IT is a long time since I went to a Christmas party – ten years to be exact.

In the days when everyone was normal, there was no amount of things you could get away with.

The Christmas party was the best thing ever.

But as soon as they started asking me if bacon sarnies were offensive, and should they ban Slade, I kind of lost the will to attend any.

It is not as if I do not want to get involved in the Christmas spirit, but a party kind of throws up all sorts of strange questions, some of which I simply find difficut to answer.

For instance, we all have people we know who love to drink.

My particular friend didn’t do it to ‘fit in’, he just liked to get a little tipsy every now and then.

And the Christmas party was a great excuse to show everyone how British he was.

Funnily enough, most people were like me and thought I was more British than him.

However, his antics would always cause people to ask me the million- dollar question.
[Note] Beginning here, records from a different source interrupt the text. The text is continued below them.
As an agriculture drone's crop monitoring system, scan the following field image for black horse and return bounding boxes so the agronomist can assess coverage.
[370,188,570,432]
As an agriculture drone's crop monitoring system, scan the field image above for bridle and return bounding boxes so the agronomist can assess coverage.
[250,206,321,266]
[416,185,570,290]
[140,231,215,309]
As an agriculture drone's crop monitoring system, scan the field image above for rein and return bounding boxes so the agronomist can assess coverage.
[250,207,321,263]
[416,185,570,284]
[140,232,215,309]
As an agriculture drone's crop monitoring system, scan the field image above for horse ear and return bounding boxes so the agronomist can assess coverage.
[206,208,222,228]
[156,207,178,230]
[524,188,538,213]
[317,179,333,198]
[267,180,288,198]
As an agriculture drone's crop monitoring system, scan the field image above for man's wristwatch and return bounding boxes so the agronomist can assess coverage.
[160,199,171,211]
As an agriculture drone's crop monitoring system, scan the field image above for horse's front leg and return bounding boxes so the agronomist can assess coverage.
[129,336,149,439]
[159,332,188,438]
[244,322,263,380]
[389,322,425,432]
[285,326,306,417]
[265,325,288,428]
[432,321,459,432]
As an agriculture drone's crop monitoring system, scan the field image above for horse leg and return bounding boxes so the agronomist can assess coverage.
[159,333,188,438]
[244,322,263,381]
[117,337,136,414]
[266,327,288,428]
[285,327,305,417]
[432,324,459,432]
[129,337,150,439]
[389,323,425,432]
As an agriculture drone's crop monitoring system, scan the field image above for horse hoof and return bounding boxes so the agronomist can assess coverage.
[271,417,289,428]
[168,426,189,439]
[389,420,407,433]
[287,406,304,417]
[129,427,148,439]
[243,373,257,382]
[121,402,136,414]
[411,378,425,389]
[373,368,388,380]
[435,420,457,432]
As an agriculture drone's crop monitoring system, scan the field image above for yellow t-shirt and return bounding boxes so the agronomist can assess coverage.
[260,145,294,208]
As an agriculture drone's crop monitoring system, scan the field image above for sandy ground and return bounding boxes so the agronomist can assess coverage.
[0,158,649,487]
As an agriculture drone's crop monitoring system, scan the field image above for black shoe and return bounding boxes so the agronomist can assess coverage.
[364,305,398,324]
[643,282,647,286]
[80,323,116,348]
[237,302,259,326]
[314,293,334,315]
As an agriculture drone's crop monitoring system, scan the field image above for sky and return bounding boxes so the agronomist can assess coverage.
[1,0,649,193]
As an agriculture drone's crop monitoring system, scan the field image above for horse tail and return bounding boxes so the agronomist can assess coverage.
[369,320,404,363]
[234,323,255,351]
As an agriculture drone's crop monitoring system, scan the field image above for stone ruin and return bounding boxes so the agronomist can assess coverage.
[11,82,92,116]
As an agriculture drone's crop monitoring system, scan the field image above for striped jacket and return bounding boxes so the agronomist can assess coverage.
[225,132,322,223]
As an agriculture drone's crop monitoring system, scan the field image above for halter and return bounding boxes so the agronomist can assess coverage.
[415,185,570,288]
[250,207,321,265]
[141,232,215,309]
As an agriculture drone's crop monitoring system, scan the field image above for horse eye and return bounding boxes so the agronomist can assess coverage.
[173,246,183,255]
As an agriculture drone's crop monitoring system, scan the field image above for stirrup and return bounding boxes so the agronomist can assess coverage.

“So how come Jay drinks and you don’t?’ Is he a different kind of Muslim than you?’ Hmmm...I didn’t know what to say.

And, contrary to popular opinion, I actually find it difficult to strike up a conversation with anyone and everyone.

Sometimes (most times in my case) I have nothing of any importance to say, and that which needs to be said is written in a local newspaper on a Friday.

Above all, I can envisage sitting in the corner sipping that one orange juice as if my life depended on it.

I am sure there are a fair few people who don’t drink and go through the same experience and I’m not here to tar everyone with the same brush.

And there is the issue of the round. I have never understood what the round was until I went on a pub crawl.

In my case my pint of cola lasted six hours. In comparison, those vodka shots lasted twenty seconds and cost twice as much. I was on a losing streak the moment I stepped into the place.

Oh I’m not here to knock the great Christmas party because of these minor reasons.

But seeing as today many of you will be heading out to some sort of Christmas ‘do’, I think we all spare a thought for the group stuck in the orange juice sections.